We've had some good gardening weather this week.  Not too hot and not too wet, but just right.  Time to do a little tidying up; cutting back the old foliage and propping up any floppers.  It's mostly Long Border action this week, but before we get onto that lets stop and admire this dainty lass.

1. Nigella damascena

Love-in-a-mist is a pretty name for a pretty flower.  I have a nostalgic love for these flowers which I can't quite place.  Perhaps they grew in a childhood garden?  I strew a few seeds of these around many years ago and they pop up each year in the same spot.  I can't claim they have much impact as a group of plants, but get up close and they are fascinating.  

2. The Long Border Part 1

The Long border is going to feature heavily this week.  This is my favourite view of it, looking along the border and seeing the colours change from cool to hot and back again.  The border is based on the designs of Gertrude Jekyll who had just such a border at Munstead Wood.  Hers though was longer than this one.  I had room for only two thirds of the design.  

This is a view along the border, which is interrupted half way along by an old Summer house.

3. Eryngium, Dahlia and Sweet Pea

This white Sweet Pea is a perennial plant, that takes its time getting going each Spring.  It tries to convince me it's dead or being munched by slugs, but then suddenly romps away to climb and scramble over whatever it can reach.  Sadly it isn't scented.  

4. Lilium 'African Queen'

I think I had a fifty per cent success rate with these bulbs, but they are back for a second year which is good.  They are super tall.  You can see them poking their heads above the rest of the border about two thirds of the way along in picture 2. 

5. Echinacea purpurea

These don't feature in Gertrude's Long Border plans, but I got the plants as one of those freebees when you place an order and there was a bit of gap at the 'pink' end of the border.  They are one of those plants whose flowers seem to fold their petals back when it's night.  This photo was taken quite early in the morning and they are just starting to perk up.

6. Long Border Part 2

I wanted to take a series of photos showing the Long Border in its entirety; just as a record of what's done well. or not, this year.  

The sun was just coming up as I took this shot of the start of the border, where the striped leaves of Iris  pallida variegata mingle with Anthemis tinctoria EC Buxton.  Past the tall group of Rudbeckia laciniata, which is still in bud, are the Agapanthus and Marigolds featured last week.

Moving along the border, the colours heat up.  Starting on the left with Crocosmia 'Lucifer' (also not on Getrude's original plan), Salvias, Nasturiums and Begonias front the border.  The hollyhocks are just finishing as the Dahlias start to flower.  I direct planted the tubers this year rather than potting them up and growing them on the in the greenhouse.  So far the results have been a little disappointing, but they may catch up later in the season. 

Beyond the Summer House, the red Monarda lead into cooler colours again.  The spires of Mulleins and foxgloves stand at the back of the border while the leaves of Bergenia are looking robust and healthy at the front.  Next to them are a clump of day lilies which have barely flowered at all and need replacing with something else.

The final section of the border continues with the pale yellows and whites of the section above, before changing to pinks and blues at its finish.  The blues are mainly provided by the foliage of Iris pallida 'Argentea Variegata', Rue and some blue fescue.  

I did a lot of digging up and moving in this border in the Spring and in combination with a decent amount of rain this year, it's filled out well.  There's always room for improvement though.

I've used up my six with proper gardening talk, but perhaps there is space for one more photo.  Do you remember 'Little Bear' who was going to help me with pest control in the garden?  It seems he feels his skill set tends more towards pruning the fuchsias.

Thanks as always to the the Propagator for hosting Six on Saturday come rain or shine.


  1. The Long Border looks beautiful.
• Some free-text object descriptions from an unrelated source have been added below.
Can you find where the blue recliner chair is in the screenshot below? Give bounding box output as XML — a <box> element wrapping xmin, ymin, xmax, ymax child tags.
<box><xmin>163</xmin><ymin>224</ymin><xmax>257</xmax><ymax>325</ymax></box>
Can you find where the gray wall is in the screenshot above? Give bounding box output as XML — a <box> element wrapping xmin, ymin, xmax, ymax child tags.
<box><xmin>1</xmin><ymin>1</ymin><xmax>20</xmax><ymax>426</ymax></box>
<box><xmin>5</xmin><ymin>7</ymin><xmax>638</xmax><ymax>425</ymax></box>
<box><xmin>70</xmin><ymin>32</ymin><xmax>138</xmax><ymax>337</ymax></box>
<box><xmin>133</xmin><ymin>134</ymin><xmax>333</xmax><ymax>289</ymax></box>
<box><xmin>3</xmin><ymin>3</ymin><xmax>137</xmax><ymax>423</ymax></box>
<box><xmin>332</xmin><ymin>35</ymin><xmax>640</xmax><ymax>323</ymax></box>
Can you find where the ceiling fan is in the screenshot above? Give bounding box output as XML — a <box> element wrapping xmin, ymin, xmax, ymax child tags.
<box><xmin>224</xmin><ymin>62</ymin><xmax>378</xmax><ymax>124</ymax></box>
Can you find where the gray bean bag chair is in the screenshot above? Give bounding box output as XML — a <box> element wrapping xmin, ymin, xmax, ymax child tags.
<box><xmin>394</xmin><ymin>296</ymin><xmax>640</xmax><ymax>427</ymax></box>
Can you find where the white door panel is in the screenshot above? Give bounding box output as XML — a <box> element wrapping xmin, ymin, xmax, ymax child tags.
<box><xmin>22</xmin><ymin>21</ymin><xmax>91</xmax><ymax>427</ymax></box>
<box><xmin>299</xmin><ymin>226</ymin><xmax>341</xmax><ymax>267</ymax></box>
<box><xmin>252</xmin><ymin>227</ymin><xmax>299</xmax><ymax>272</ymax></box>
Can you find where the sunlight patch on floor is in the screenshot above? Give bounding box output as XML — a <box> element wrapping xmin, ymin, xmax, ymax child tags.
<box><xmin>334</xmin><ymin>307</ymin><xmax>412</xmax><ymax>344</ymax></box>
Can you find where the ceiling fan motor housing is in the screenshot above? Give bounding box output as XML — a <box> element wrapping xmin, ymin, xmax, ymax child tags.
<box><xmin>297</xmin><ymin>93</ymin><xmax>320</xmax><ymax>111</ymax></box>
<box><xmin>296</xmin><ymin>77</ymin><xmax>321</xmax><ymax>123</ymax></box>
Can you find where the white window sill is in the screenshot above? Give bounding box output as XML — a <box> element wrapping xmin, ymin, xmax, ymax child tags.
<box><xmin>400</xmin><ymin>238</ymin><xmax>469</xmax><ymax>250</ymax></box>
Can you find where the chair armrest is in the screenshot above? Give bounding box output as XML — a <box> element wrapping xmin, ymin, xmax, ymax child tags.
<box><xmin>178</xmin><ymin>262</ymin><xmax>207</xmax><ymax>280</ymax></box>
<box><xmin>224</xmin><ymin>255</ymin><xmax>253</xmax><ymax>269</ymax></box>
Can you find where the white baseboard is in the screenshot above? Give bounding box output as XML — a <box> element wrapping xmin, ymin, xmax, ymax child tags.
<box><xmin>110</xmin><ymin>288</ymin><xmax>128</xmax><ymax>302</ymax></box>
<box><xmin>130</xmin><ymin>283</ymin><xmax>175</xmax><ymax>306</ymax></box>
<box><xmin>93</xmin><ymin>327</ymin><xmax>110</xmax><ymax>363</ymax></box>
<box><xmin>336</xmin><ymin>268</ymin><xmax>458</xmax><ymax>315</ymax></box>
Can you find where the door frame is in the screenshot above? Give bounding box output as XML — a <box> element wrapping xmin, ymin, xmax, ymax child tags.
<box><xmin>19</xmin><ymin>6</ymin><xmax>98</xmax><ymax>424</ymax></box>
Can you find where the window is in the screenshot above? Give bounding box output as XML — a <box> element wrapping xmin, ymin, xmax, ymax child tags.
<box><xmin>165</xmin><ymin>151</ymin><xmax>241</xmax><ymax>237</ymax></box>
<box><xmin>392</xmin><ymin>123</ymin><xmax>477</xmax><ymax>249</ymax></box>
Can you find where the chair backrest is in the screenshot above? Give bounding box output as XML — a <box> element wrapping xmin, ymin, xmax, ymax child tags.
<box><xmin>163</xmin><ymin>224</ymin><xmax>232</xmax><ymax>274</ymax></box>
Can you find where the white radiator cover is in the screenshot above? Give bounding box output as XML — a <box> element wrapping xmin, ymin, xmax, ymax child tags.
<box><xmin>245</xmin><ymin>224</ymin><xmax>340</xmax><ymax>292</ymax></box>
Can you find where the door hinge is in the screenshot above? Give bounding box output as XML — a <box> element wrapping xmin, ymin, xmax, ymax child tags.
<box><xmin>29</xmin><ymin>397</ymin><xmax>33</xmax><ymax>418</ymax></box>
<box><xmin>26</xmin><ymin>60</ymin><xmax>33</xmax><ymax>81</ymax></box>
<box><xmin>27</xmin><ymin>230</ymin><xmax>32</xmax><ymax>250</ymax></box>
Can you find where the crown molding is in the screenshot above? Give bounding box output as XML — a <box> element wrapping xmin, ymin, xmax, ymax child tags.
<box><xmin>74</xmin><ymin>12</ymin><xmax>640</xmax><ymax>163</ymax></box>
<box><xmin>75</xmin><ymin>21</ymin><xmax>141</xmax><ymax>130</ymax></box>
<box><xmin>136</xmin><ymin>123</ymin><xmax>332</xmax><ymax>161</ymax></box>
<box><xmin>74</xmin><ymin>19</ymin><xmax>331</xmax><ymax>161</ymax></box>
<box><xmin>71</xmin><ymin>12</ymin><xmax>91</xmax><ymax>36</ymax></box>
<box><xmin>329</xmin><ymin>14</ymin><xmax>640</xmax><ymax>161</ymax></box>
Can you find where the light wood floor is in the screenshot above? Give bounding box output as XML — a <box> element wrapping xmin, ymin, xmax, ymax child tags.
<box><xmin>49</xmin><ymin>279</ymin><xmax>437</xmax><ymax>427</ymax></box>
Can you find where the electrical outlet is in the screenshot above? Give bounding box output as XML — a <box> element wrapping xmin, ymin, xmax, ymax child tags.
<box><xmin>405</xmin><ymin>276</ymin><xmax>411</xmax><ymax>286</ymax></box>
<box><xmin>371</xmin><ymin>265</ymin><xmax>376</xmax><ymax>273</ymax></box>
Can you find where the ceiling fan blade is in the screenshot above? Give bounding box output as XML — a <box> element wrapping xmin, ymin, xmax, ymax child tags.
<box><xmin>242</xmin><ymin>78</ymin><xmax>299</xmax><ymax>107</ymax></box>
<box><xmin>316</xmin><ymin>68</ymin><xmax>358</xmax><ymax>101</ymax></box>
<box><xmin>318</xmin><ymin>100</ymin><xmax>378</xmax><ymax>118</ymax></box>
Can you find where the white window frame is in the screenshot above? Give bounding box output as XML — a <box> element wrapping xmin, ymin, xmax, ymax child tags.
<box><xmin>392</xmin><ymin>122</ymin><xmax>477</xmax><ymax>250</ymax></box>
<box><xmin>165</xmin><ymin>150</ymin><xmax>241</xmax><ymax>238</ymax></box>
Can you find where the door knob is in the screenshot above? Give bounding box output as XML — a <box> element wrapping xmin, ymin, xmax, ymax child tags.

I've never had any luck with Monarda but I saw someone on the telly the other week explaining there are a few different varieties, one of which copes better with the wet. I must do some research and perhaps try again.

    1. The one I grow is Cambridge Scarlet and it suffers a bit as the soil under the large Ash tree is rather dry.

  2. Love your cat : he's a rascal if he has broken stems of the fuchsia… But he looks so cute that we can excuse him.
    Very nice long borders and I do like the lilium too

    1. I'm afraid he is bit of a rascal. It seems those dangling flowers were just too tempting.

  3. Mmm a long border is something to aspire to. I love other people's, maybe because I've got a hedge I thought it wouldn't work. Something to consider, I've got large flower beds, but a long border could be good. Thank you for the inspiration.

  4. Love your cat, and your garden is beautiful as always.

  5. Everything looks lovely. Oh, Little Bear! What a cute face, and one you just can't stay mad at, right?

    1. He gets away with a lot because of that cute face. As you can see I grabbed the camera rather than tell him off.

  6. Charming! And kitty is Icing on the cake!

    1. Thanks Jayne. I couldn't seem to find your blog (if there is one this week?)